斎藤憲広(さいとう・のりひろ) ?〜?

上野国の国人領主。斎藤憲次の子。通称は越前太郎入道。越前守。一岩斎と号す。上野国吾妻郡岩櫃城主。
はじめ関東管領・上杉憲政に属し、天文21年(1552)に憲政が長尾景虎(のちの上杉謙信)を頼って上野国から没落したのちも、長野業政らと共に上杉氏残党として所領を維持し、永禄3年(1560)の上杉謙信による関東出陣(越山:その1)にも上杉方として参陣している。
永禄年間初期には近隣の土豪を従え、上野国吾妻郡の全域を制圧する勢いであった。しかし永禄3年(1560)に縁戚関係にある羽尾城主・羽尾幸全と武田信玄麾下で鎌原(かんばら)城主・鎌原幸重の抗争が起こるとこれに介入した結果、鎌原氏を支援する武田家臣・真田幸隆による西上野への侵攻を招くこととなる。

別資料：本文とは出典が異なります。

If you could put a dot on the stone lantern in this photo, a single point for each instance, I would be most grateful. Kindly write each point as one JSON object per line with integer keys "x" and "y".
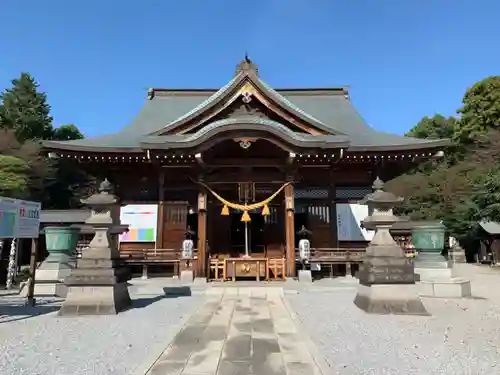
{"x": 386, "y": 276}
{"x": 97, "y": 286}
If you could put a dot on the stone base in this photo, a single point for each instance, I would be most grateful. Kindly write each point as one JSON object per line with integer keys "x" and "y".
{"x": 401, "y": 299}
{"x": 430, "y": 274}
{"x": 200, "y": 280}
{"x": 452, "y": 288}
{"x": 48, "y": 288}
{"x": 305, "y": 276}
{"x": 96, "y": 300}
{"x": 187, "y": 277}
{"x": 49, "y": 277}
{"x": 457, "y": 256}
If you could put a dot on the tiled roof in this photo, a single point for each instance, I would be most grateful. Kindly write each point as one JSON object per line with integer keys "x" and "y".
{"x": 329, "y": 107}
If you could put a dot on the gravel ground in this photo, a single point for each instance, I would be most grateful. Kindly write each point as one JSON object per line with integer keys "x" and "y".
{"x": 461, "y": 337}
{"x": 40, "y": 343}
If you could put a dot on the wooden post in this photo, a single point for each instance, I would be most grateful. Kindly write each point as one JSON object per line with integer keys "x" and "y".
{"x": 332, "y": 205}
{"x": 290, "y": 230}
{"x": 33, "y": 261}
{"x": 161, "y": 213}
{"x": 202, "y": 235}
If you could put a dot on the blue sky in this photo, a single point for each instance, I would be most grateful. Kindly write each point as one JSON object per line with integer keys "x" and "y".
{"x": 403, "y": 59}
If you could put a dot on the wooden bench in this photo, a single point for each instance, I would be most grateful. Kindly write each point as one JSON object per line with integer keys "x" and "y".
{"x": 346, "y": 256}
{"x": 150, "y": 257}
{"x": 278, "y": 268}
{"x": 217, "y": 267}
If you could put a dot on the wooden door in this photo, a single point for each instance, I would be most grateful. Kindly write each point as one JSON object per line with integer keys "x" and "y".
{"x": 174, "y": 224}
{"x": 274, "y": 231}
{"x": 318, "y": 217}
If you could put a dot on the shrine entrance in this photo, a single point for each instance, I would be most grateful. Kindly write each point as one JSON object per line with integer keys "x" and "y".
{"x": 246, "y": 231}
{"x": 247, "y": 235}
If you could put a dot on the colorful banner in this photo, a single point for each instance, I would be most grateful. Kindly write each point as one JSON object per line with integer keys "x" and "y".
{"x": 349, "y": 218}
{"x": 19, "y": 219}
{"x": 142, "y": 221}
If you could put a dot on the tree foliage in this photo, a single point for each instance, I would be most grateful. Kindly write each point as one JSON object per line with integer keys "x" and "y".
{"x": 14, "y": 179}
{"x": 463, "y": 188}
{"x": 66, "y": 133}
{"x": 25, "y": 110}
{"x": 24, "y": 121}
{"x": 39, "y": 167}
{"x": 480, "y": 111}
{"x": 436, "y": 127}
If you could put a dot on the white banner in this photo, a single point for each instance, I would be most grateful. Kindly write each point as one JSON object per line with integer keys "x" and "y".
{"x": 19, "y": 219}
{"x": 349, "y": 218}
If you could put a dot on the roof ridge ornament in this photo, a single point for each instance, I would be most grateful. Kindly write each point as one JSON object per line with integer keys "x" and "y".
{"x": 247, "y": 66}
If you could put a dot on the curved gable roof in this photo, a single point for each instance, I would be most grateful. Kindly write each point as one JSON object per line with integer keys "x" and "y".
{"x": 330, "y": 109}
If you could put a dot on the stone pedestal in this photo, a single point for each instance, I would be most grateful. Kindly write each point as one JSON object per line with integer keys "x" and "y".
{"x": 187, "y": 277}
{"x": 386, "y": 276}
{"x": 51, "y": 274}
{"x": 390, "y": 299}
{"x": 457, "y": 255}
{"x": 305, "y": 276}
{"x": 456, "y": 287}
{"x": 98, "y": 286}
{"x": 60, "y": 242}
{"x": 437, "y": 278}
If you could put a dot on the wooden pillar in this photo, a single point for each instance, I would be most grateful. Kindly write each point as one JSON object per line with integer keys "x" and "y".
{"x": 290, "y": 231}
{"x": 202, "y": 235}
{"x": 161, "y": 208}
{"x": 332, "y": 205}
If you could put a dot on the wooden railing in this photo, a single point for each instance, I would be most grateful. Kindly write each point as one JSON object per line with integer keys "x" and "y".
{"x": 150, "y": 256}
{"x": 342, "y": 255}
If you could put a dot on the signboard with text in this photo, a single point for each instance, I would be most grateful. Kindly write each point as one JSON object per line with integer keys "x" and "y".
{"x": 19, "y": 219}
{"x": 142, "y": 222}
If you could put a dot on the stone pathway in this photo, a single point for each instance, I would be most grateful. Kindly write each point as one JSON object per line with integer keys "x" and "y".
{"x": 235, "y": 334}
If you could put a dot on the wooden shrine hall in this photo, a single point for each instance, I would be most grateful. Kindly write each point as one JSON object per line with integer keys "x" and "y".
{"x": 243, "y": 168}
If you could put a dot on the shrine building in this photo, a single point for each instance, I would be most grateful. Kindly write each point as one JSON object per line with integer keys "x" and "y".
{"x": 245, "y": 167}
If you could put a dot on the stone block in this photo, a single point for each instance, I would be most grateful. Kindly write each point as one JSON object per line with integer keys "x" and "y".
{"x": 187, "y": 277}
{"x": 57, "y": 289}
{"x": 95, "y": 300}
{"x": 386, "y": 270}
{"x": 49, "y": 277}
{"x": 452, "y": 288}
{"x": 398, "y": 299}
{"x": 305, "y": 276}
{"x": 429, "y": 274}
{"x": 200, "y": 280}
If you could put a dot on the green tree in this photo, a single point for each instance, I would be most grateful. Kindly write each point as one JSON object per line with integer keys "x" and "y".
{"x": 40, "y": 169}
{"x": 14, "y": 178}
{"x": 25, "y": 110}
{"x": 436, "y": 127}
{"x": 66, "y": 133}
{"x": 480, "y": 111}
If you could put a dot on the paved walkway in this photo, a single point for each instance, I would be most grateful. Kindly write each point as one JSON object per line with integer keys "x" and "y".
{"x": 239, "y": 335}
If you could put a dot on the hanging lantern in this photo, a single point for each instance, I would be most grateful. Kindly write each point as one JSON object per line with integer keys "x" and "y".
{"x": 245, "y": 217}
{"x": 265, "y": 210}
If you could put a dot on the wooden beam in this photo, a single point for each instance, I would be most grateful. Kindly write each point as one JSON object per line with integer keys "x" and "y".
{"x": 199, "y": 160}
{"x": 201, "y": 264}
{"x": 161, "y": 213}
{"x": 332, "y": 205}
{"x": 290, "y": 230}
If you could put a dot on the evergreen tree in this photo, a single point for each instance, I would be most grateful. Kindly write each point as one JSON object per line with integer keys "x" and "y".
{"x": 25, "y": 110}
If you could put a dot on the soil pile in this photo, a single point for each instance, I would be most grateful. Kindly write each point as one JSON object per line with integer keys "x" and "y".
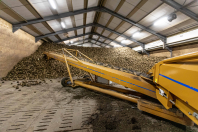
{"x": 36, "y": 66}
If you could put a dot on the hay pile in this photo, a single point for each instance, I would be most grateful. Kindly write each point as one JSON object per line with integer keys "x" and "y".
{"x": 36, "y": 66}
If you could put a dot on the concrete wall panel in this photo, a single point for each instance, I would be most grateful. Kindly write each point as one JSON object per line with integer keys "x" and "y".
{"x": 14, "y": 46}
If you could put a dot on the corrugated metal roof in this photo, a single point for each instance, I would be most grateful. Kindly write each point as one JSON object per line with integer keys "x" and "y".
{"x": 144, "y": 12}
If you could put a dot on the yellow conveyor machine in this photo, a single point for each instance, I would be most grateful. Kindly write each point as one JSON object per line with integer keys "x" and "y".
{"x": 174, "y": 84}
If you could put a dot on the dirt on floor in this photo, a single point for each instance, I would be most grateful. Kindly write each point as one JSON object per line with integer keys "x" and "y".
{"x": 48, "y": 106}
{"x": 116, "y": 115}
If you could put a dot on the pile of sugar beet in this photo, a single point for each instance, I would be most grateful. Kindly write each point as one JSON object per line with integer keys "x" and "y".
{"x": 36, "y": 66}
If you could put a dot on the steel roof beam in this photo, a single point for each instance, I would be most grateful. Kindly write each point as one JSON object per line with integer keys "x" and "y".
{"x": 181, "y": 8}
{"x": 90, "y": 33}
{"x": 86, "y": 39}
{"x": 81, "y": 36}
{"x": 122, "y": 35}
{"x": 96, "y": 25}
{"x": 104, "y": 9}
{"x": 18, "y": 26}
{"x": 62, "y": 31}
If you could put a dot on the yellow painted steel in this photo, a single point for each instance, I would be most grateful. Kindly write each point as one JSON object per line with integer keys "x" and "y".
{"x": 157, "y": 110}
{"x": 178, "y": 76}
{"x": 122, "y": 78}
{"x": 174, "y": 83}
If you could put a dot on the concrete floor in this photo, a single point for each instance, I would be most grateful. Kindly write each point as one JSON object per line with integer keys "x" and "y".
{"x": 45, "y": 107}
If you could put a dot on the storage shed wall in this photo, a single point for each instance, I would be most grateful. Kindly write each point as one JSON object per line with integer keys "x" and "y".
{"x": 14, "y": 46}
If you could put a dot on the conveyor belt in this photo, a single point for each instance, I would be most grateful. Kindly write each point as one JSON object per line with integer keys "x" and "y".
{"x": 122, "y": 78}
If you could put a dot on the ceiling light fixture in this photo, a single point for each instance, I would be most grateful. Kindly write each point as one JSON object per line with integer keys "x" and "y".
{"x": 136, "y": 34}
{"x": 161, "y": 21}
{"x": 172, "y": 17}
{"x": 123, "y": 41}
{"x": 63, "y": 24}
{"x": 53, "y": 4}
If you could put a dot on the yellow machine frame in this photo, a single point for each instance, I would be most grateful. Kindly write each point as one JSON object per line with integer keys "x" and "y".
{"x": 174, "y": 83}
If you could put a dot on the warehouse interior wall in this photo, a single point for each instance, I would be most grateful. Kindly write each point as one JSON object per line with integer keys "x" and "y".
{"x": 180, "y": 50}
{"x": 14, "y": 46}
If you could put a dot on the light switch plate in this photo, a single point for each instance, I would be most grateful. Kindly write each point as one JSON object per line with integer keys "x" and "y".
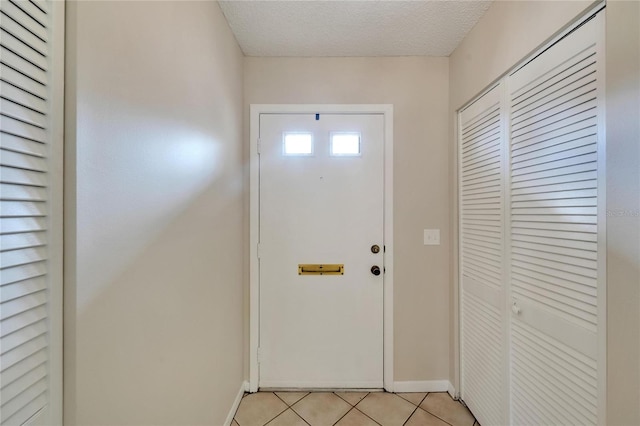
{"x": 431, "y": 237}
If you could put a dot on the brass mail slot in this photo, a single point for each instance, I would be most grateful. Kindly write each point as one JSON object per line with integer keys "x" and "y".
{"x": 320, "y": 269}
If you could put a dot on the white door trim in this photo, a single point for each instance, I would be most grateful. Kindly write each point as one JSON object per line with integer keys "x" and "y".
{"x": 254, "y": 220}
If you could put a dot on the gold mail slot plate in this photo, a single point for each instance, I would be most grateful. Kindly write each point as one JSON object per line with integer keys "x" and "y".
{"x": 320, "y": 269}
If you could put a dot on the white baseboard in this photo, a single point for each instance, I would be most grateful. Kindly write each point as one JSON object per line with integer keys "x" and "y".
{"x": 452, "y": 392}
{"x": 236, "y": 403}
{"x": 423, "y": 386}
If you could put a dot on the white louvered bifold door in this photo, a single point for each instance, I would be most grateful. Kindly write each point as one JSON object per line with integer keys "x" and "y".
{"x": 483, "y": 335}
{"x": 31, "y": 211}
{"x": 555, "y": 108}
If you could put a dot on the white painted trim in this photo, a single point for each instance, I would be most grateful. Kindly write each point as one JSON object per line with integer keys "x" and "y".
{"x": 602, "y": 221}
{"x": 254, "y": 222}
{"x": 315, "y": 385}
{"x": 236, "y": 403}
{"x": 56, "y": 217}
{"x": 423, "y": 386}
{"x": 452, "y": 392}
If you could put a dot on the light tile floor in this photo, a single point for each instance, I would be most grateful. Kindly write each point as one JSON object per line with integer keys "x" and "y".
{"x": 351, "y": 409}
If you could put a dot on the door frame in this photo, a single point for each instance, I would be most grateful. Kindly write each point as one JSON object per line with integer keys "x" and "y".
{"x": 254, "y": 221}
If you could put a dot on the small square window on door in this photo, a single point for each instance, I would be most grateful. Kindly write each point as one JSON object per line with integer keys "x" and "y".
{"x": 345, "y": 144}
{"x": 297, "y": 144}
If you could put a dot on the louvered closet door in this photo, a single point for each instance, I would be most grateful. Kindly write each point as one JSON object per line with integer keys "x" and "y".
{"x": 555, "y": 261}
{"x": 483, "y": 334}
{"x": 30, "y": 210}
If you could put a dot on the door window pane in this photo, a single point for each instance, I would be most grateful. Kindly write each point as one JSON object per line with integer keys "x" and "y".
{"x": 297, "y": 144}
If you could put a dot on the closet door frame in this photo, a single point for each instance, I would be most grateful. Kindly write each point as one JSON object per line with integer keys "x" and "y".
{"x": 502, "y": 81}
{"x": 56, "y": 217}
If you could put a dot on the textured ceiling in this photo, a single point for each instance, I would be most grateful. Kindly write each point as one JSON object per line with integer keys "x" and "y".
{"x": 351, "y": 28}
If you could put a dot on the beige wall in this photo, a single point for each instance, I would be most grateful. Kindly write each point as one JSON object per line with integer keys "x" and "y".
{"x": 417, "y": 87}
{"x": 507, "y": 33}
{"x": 153, "y": 315}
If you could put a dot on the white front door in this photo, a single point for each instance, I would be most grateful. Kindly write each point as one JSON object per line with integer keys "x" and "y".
{"x": 321, "y": 209}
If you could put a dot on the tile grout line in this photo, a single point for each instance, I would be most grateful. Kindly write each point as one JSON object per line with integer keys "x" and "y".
{"x": 366, "y": 415}
{"x": 362, "y": 412}
{"x": 353, "y": 405}
{"x": 438, "y": 417}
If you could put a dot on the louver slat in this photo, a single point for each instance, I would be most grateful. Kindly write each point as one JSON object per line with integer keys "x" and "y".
{"x": 482, "y": 259}
{"x": 25, "y": 158}
{"x": 553, "y": 235}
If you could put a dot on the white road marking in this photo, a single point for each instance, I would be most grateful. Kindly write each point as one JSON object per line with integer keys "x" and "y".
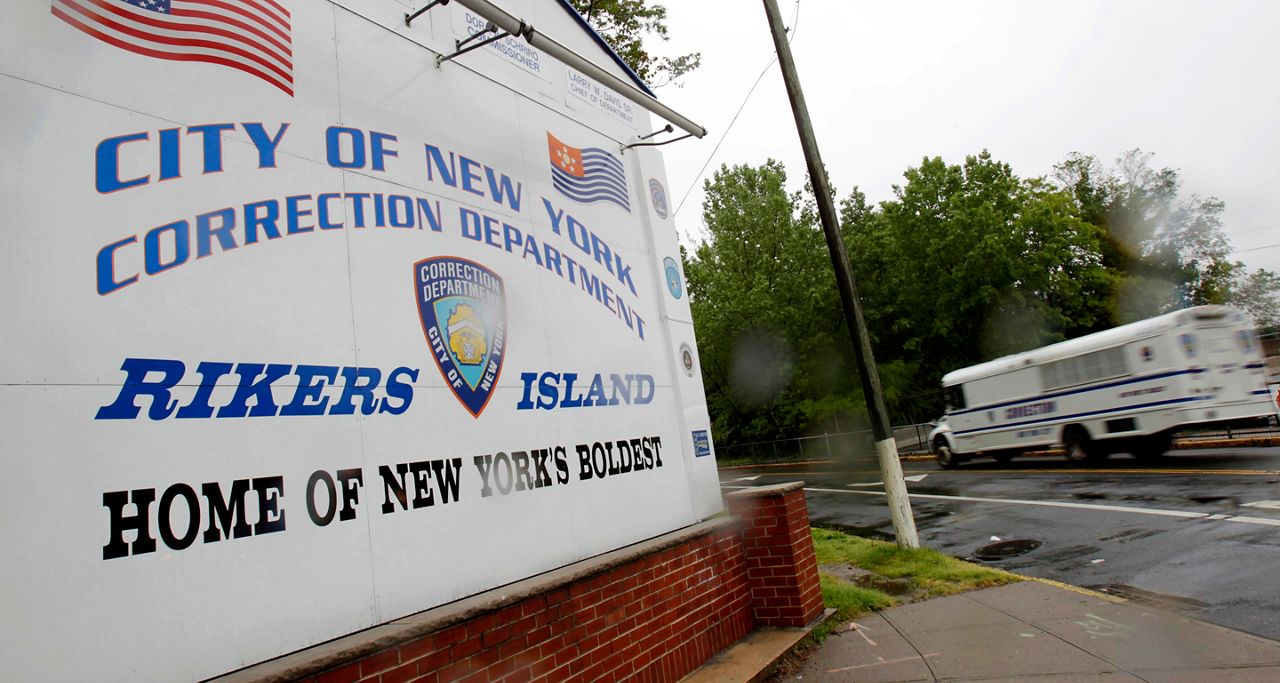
{"x": 1038, "y": 503}
{"x": 1262, "y": 521}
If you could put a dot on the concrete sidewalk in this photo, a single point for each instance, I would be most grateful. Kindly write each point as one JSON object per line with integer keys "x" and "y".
{"x": 1033, "y": 631}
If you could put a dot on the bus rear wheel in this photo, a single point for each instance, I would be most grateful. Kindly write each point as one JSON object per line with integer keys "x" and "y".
{"x": 1152, "y": 447}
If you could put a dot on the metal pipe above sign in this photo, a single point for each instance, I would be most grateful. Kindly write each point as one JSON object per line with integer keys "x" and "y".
{"x": 519, "y": 27}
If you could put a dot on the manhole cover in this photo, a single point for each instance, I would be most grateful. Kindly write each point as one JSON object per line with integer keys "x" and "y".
{"x": 1005, "y": 549}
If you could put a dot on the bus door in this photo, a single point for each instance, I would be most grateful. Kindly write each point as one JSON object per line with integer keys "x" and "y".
{"x": 1225, "y": 363}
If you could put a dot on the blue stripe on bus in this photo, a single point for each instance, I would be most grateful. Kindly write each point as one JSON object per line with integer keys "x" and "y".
{"x": 1084, "y": 415}
{"x": 1042, "y": 397}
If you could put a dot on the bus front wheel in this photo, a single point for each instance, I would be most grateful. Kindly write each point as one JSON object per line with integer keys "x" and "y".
{"x": 947, "y": 459}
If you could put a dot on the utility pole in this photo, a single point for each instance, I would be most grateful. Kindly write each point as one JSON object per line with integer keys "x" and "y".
{"x": 886, "y": 449}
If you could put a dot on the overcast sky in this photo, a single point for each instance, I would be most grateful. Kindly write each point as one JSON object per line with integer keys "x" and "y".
{"x": 891, "y": 82}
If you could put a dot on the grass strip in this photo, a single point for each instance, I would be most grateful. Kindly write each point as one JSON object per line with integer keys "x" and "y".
{"x": 929, "y": 572}
{"x": 850, "y": 603}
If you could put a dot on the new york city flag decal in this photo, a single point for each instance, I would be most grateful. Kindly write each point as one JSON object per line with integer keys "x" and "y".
{"x": 588, "y": 174}
{"x": 464, "y": 311}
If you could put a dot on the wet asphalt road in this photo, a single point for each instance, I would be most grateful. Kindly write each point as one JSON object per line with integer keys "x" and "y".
{"x": 1178, "y": 533}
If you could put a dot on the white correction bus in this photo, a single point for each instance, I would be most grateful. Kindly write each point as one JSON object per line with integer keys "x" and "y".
{"x": 1120, "y": 390}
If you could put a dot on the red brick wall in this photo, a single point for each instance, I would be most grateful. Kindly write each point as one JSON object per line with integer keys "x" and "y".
{"x": 780, "y": 562}
{"x": 653, "y": 619}
{"x": 650, "y": 617}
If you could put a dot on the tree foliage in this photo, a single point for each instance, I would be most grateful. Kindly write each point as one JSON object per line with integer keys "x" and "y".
{"x": 1168, "y": 251}
{"x": 627, "y": 26}
{"x": 760, "y": 292}
{"x": 964, "y": 264}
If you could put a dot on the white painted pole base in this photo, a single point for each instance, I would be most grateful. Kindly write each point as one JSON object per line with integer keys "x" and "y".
{"x": 895, "y": 490}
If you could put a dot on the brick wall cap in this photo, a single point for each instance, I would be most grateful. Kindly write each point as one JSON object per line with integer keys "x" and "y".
{"x": 346, "y": 649}
{"x": 763, "y": 491}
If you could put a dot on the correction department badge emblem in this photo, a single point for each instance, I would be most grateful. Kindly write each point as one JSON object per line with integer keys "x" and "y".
{"x": 464, "y": 311}
{"x": 659, "y": 198}
{"x": 672, "y": 271}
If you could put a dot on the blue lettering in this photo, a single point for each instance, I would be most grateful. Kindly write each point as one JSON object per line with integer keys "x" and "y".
{"x": 256, "y": 388}
{"x": 323, "y": 210}
{"x": 501, "y": 191}
{"x": 213, "y": 138}
{"x": 106, "y": 282}
{"x": 265, "y": 143}
{"x": 266, "y": 221}
{"x": 380, "y": 152}
{"x": 108, "y": 164}
{"x": 293, "y": 212}
{"x": 205, "y": 230}
{"x": 352, "y": 388}
{"x": 170, "y": 154}
{"x": 136, "y": 384}
{"x": 307, "y": 398}
{"x": 151, "y": 247}
{"x": 333, "y": 146}
{"x": 470, "y": 177}
{"x": 448, "y": 173}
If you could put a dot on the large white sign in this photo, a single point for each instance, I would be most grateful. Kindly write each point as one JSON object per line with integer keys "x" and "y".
{"x": 305, "y": 334}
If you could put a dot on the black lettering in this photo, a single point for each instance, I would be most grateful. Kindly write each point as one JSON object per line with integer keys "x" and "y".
{"x": 613, "y": 464}
{"x": 484, "y": 463}
{"x": 599, "y": 461}
{"x": 393, "y": 487}
{"x": 222, "y": 510}
{"x": 270, "y": 517}
{"x": 423, "y": 495}
{"x": 447, "y": 478}
{"x": 140, "y": 522}
{"x": 542, "y": 477}
{"x": 318, "y": 518}
{"x": 584, "y": 461}
{"x": 350, "y": 481}
{"x": 524, "y": 481}
{"x": 561, "y": 464}
{"x": 638, "y": 453}
{"x": 164, "y": 519}
{"x": 504, "y": 461}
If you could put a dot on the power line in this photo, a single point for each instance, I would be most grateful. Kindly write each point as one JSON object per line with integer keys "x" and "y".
{"x": 1256, "y": 248}
{"x": 1256, "y": 229}
{"x": 795, "y": 27}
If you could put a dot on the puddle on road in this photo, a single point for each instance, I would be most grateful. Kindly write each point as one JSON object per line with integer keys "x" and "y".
{"x": 1000, "y": 550}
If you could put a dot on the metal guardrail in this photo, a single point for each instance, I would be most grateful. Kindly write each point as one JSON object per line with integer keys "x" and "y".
{"x": 909, "y": 438}
{"x": 912, "y": 439}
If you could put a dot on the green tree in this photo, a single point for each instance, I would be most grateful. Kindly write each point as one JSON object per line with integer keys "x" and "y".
{"x": 773, "y": 361}
{"x": 629, "y": 26}
{"x": 965, "y": 264}
{"x": 1168, "y": 251}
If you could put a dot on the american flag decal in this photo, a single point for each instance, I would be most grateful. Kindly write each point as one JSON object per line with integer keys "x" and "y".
{"x": 252, "y": 36}
{"x": 589, "y": 174}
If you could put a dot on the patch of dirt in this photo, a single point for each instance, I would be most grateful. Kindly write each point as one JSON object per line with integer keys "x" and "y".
{"x": 897, "y": 587}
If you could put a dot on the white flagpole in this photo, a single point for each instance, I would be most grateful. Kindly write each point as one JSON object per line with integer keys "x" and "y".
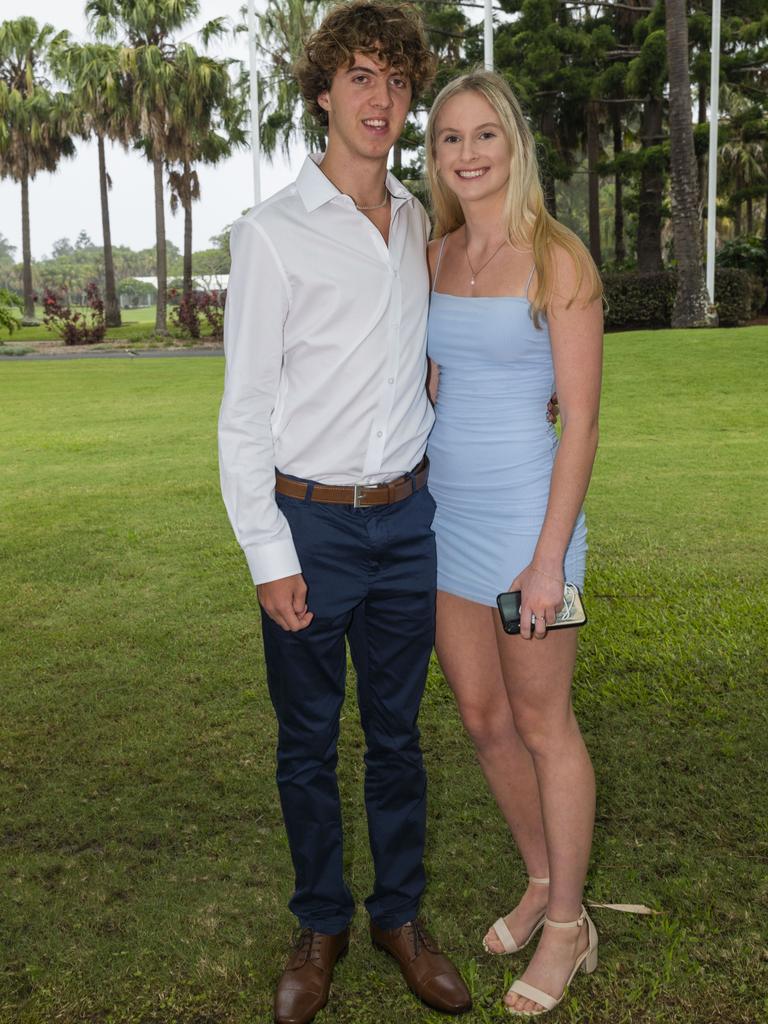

憲広は上杉謙信の援けを得て永禄6年(1563)9月に武田勢力で幸隆の弟・常田(ときた)俊綱の拠る長野原城を奪っているが、10月14日に岩櫃城が真田勢の攻撃を受けて落城すると嶽山城に逃れた。しかしこの嶽山城も永禄8年(1565)末頃に陥落し、嫡男の憲宗と共に越後国に逃れた。